Although the relationship between allergy and otitis media with effusion (OME) has been “historically controversial,” a 2019 study from Iran that compared 37 children with OME to 52 children without OME found that allergic rhinitis prevalence was “noticeably higher” among OME patients than the control group (Iran J Otorhinolaryngol. 2019;31:209-215). While 24.3% of the children with OME had allergic rhinitis, only 5.8% of the control group did. Studies from Korea and Japan have also noted a link between allergy and OME. One Korean study found that 33.8% of children with OME also had allergic rhinitis, compared to 16% of children without OME (Int J Pediatr Otorhinolaryngol. 2013;77:158-161). Researchers in Japan have reported that more than 87% of patients with OME were found to be atopic or have allergy symptoms (Acta Otolaryngol. 1988;458:41-47).
A nasopharyngoscopy can be used to evaluate the ear, turbinates, nasopharynx, and Eustachian tube opening, “to see whether there’s any reactive tissue that might be a glimmer into a possible diagnosis of allergic rhinitis,” Dr. Weber said. Clinicians might note some “edema, hypertrophy, and boggy, pale mucosa,” he added.

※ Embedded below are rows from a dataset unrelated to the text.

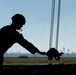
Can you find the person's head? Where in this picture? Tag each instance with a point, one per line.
(18, 20)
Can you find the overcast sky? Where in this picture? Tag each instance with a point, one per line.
(38, 21)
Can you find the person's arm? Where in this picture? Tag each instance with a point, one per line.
(29, 46)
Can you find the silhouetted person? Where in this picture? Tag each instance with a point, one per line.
(9, 35)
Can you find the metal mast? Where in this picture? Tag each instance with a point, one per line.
(58, 19)
(52, 23)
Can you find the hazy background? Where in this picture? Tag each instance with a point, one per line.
(38, 21)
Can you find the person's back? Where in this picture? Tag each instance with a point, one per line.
(9, 35)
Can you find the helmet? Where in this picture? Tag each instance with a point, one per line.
(18, 19)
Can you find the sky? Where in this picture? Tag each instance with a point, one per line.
(38, 22)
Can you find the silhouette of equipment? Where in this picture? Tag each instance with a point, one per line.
(52, 52)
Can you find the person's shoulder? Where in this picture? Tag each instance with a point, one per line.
(4, 27)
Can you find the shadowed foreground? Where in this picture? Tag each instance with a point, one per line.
(38, 69)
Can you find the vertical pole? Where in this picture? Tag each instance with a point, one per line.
(57, 34)
(52, 23)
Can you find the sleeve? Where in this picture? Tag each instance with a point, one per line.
(27, 45)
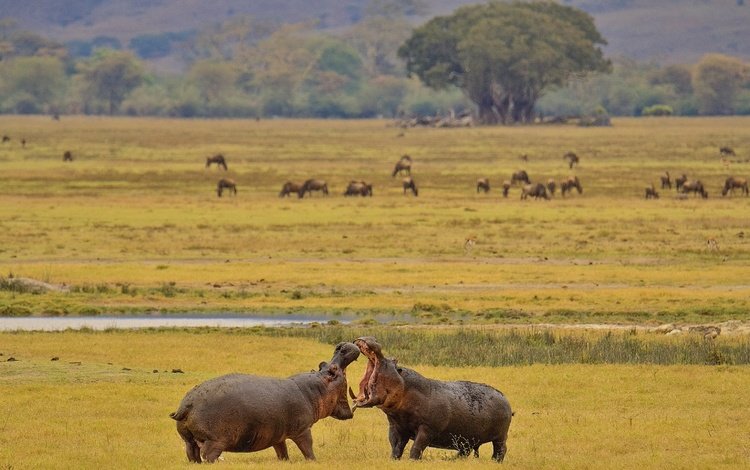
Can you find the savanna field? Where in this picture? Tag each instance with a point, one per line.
(133, 225)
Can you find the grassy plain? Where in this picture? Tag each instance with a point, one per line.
(134, 224)
(105, 404)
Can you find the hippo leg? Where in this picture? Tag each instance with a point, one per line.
(421, 441)
(281, 451)
(304, 442)
(398, 442)
(212, 450)
(499, 449)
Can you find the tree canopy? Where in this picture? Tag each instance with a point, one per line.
(505, 55)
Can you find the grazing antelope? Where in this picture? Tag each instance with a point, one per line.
(506, 188)
(733, 183)
(569, 184)
(551, 186)
(712, 244)
(402, 166)
(218, 159)
(469, 243)
(313, 185)
(572, 159)
(521, 177)
(289, 188)
(358, 188)
(695, 187)
(483, 184)
(666, 182)
(536, 190)
(228, 184)
(409, 184)
(679, 181)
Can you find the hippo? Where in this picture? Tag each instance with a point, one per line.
(248, 413)
(447, 415)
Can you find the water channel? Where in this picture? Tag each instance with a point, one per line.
(152, 321)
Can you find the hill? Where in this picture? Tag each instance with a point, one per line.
(671, 31)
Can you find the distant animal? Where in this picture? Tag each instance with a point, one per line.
(712, 244)
(289, 188)
(469, 244)
(570, 183)
(534, 190)
(228, 184)
(572, 159)
(506, 188)
(358, 188)
(458, 415)
(218, 159)
(313, 185)
(409, 184)
(520, 176)
(733, 183)
(248, 413)
(551, 186)
(483, 184)
(666, 182)
(403, 166)
(695, 187)
(679, 181)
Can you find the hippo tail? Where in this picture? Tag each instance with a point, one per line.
(181, 412)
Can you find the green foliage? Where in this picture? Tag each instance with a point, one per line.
(657, 110)
(504, 56)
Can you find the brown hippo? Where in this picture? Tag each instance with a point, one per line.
(313, 185)
(447, 415)
(409, 184)
(248, 413)
(403, 166)
(733, 183)
(535, 190)
(228, 184)
(289, 188)
(483, 184)
(520, 176)
(218, 159)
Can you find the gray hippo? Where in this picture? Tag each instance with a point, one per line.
(447, 415)
(247, 413)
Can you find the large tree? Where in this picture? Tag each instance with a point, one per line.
(110, 75)
(717, 81)
(505, 55)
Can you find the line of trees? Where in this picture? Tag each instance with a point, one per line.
(510, 62)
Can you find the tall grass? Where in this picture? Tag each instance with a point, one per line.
(517, 347)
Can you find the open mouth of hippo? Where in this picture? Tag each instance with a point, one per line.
(371, 350)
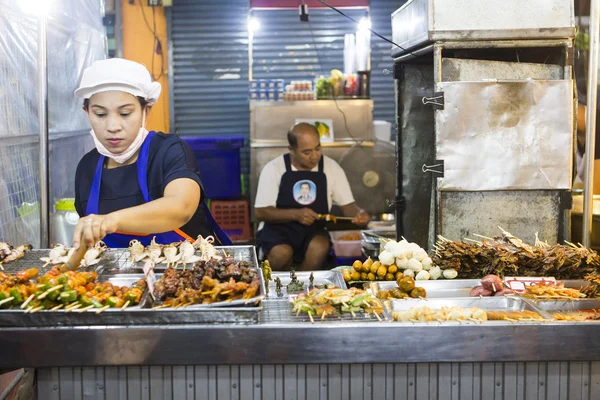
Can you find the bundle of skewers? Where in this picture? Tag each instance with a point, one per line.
(508, 255)
(8, 253)
(70, 291)
(324, 302)
(60, 254)
(175, 253)
(592, 289)
(207, 282)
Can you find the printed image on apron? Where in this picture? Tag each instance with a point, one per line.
(305, 192)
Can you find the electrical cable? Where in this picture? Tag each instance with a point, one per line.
(157, 43)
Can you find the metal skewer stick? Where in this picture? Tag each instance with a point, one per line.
(590, 122)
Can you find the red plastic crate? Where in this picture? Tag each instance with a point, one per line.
(233, 217)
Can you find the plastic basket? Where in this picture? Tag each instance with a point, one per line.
(233, 217)
(219, 164)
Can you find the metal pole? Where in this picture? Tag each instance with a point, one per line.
(43, 132)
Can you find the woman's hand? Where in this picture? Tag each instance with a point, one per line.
(92, 228)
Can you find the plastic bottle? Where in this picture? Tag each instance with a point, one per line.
(64, 221)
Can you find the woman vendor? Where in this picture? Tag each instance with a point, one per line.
(135, 184)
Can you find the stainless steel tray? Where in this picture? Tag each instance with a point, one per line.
(139, 316)
(116, 261)
(31, 259)
(441, 288)
(150, 302)
(18, 317)
(280, 312)
(321, 278)
(500, 303)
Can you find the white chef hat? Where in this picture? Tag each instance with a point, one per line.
(120, 75)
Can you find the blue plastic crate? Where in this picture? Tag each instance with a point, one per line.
(219, 164)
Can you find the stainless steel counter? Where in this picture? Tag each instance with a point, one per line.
(290, 342)
(278, 336)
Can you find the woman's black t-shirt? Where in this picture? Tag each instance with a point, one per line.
(170, 158)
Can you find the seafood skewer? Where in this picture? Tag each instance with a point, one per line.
(55, 256)
(137, 251)
(92, 256)
(171, 253)
(186, 251)
(16, 253)
(205, 245)
(155, 252)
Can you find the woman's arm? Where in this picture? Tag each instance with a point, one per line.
(172, 211)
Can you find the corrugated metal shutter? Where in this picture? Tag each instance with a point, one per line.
(210, 65)
(284, 47)
(209, 83)
(382, 85)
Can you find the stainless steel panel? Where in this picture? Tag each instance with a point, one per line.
(245, 344)
(421, 21)
(462, 214)
(270, 121)
(457, 69)
(505, 135)
(415, 147)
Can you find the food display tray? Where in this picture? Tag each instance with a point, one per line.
(500, 303)
(253, 301)
(440, 288)
(321, 278)
(117, 261)
(18, 317)
(555, 306)
(281, 312)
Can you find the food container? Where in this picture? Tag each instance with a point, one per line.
(346, 248)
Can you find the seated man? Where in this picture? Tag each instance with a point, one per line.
(292, 191)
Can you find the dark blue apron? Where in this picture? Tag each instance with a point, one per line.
(291, 195)
(122, 239)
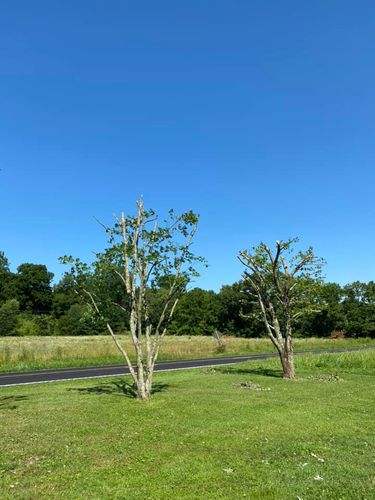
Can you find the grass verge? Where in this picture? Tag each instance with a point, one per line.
(231, 432)
(28, 353)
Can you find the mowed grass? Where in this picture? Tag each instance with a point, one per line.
(202, 436)
(27, 353)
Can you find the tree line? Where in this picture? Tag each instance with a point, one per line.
(30, 304)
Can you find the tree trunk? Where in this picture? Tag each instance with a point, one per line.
(287, 362)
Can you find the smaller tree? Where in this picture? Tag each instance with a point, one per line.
(285, 285)
(142, 255)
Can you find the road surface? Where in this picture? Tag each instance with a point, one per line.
(61, 374)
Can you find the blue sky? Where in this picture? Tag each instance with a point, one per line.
(258, 115)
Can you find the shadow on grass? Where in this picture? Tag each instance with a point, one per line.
(118, 388)
(265, 372)
(9, 402)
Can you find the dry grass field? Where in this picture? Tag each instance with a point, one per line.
(23, 353)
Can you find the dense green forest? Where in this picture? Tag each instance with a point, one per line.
(31, 305)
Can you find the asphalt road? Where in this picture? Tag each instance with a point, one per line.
(58, 375)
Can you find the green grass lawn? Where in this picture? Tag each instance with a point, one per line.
(202, 435)
(28, 353)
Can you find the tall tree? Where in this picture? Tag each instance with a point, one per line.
(5, 278)
(284, 282)
(141, 252)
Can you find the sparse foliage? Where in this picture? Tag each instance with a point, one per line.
(145, 257)
(285, 285)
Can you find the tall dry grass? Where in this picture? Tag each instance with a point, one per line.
(17, 353)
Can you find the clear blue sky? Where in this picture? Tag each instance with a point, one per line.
(258, 115)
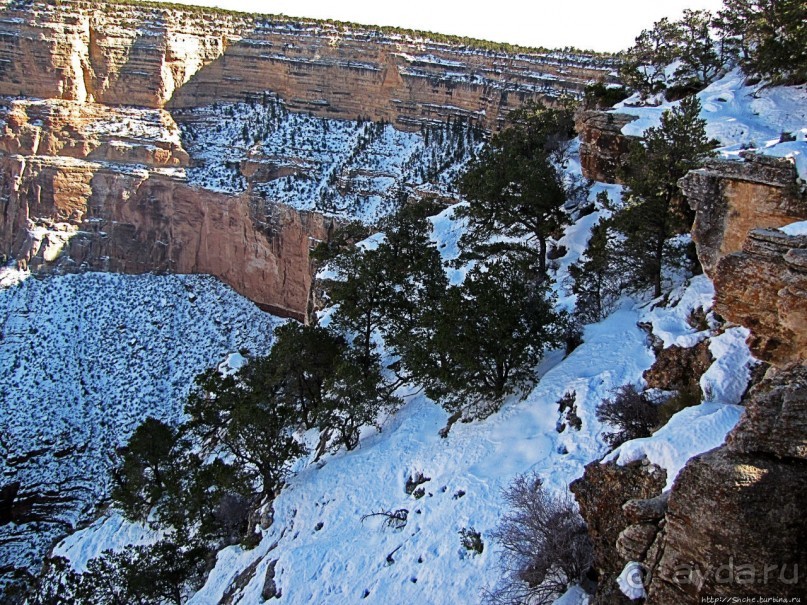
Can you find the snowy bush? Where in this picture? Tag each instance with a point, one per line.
(545, 546)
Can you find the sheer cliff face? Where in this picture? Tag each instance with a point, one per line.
(94, 164)
(124, 55)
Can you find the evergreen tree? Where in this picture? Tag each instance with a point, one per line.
(490, 334)
(145, 465)
(699, 60)
(643, 64)
(298, 366)
(354, 397)
(770, 35)
(514, 187)
(655, 209)
(688, 41)
(597, 276)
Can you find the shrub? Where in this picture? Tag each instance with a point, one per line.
(630, 412)
(545, 545)
(471, 540)
(488, 337)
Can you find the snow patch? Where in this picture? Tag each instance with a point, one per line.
(795, 229)
(690, 432)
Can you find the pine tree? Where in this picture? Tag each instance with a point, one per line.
(513, 187)
(488, 336)
(140, 480)
(655, 209)
(597, 276)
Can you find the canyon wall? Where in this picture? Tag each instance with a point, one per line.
(158, 57)
(760, 273)
(732, 525)
(93, 162)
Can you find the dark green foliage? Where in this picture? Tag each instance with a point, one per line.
(145, 467)
(545, 545)
(240, 417)
(356, 394)
(687, 41)
(597, 276)
(698, 56)
(655, 210)
(487, 338)
(165, 572)
(631, 413)
(388, 289)
(299, 365)
(770, 37)
(513, 187)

If those signs are present, Dr. Weber may refer the patient for allergy testing. In some cases, he’ll treat the patient with antihistamines and nasal sprays before allergy testing in an effort to relieve the patient’s discomfort. After the patient is better and after they have been off medication for a while, allergy testing can reveal whether allergies may be a contributing factor. If so, immunotherapy may be beneficial. A 2008 study of 89 patients with OME (children and adults) revealed that all 89 subjects were atopic. Allergy immunotherapy significantly improved 5.5% and completely resolved 85% of chronic OME (Int J Pediatr Otorhinolaryngol. 2008;72:1215-1223).